= Yeilxaak =

Chief of Klukwan

Yeilxaak, also spelled as Yeilxáak and sometimes known as Ilkhak, was a powerful chief of the Chilkat Tlingit at Klukwan. He is the earliest chief of Klukwan to have encountered Europeans.

==Meetings with Europeans==
It is not certain when his rule started, but he was both the head of the Gaanaxteidee clan and the chief of all of Klukwan Tlingits by 1788. During this year, during a trading visit at Yakutat, he met the Russian explorers Izmailov and Bocharov. These men recorded his name as Ilkhak.

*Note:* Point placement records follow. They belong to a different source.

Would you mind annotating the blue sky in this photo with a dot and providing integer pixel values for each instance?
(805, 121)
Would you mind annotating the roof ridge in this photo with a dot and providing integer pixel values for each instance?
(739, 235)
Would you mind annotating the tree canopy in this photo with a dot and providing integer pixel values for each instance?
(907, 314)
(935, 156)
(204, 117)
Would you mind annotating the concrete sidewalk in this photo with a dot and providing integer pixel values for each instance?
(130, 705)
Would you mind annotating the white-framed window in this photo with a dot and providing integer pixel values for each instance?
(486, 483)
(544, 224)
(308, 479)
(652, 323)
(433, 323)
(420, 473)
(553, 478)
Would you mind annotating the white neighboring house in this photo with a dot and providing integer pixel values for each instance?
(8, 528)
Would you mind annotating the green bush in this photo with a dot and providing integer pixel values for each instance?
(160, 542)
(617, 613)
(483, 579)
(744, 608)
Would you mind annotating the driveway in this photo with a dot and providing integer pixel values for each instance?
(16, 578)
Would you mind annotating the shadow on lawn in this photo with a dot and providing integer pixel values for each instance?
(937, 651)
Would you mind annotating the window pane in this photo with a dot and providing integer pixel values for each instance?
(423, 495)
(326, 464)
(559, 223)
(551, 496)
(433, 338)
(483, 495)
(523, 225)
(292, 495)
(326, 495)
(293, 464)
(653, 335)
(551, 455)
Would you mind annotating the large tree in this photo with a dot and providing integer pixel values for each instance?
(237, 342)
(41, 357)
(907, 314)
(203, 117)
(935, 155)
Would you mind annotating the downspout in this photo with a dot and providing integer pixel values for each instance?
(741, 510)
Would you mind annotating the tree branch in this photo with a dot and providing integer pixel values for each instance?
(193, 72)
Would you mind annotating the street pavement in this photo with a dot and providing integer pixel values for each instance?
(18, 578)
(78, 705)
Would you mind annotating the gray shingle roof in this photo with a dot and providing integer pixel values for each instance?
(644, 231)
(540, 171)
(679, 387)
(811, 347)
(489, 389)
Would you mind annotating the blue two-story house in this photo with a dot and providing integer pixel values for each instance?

According to Alejandro Malaspina's Spanish expedition in 1791 and to Tlingit oral histories, Yeilxaak became the rival and enemy of X'unéi. X'unéi, whose name was recorded as Juné by Malaspina's expedition, was a powerful chief of the Yakutat Tlingit and the head of the L'ukwnax.ádi clan. Yeilxaak was killed in 1791 during the long and bloody war between the L'ukwnax.ádi clan of Yakutat and the Gaanaxteidee clan of Klukwan.

==Family==
In Cora Benson's genealogy, Yeilxaak was the son of K'uxshóo I and Yeidukdatán. His two sisters were Nuwuteiyi and Kaaguneteen. After his death, Yeilxaak was succeeded as the chief of Klukwan first by his nephew Xetsuwu, the son of Nuwuteiyi, and later by his other nephew Shkeedlakáa, the son of Kaaguneteen.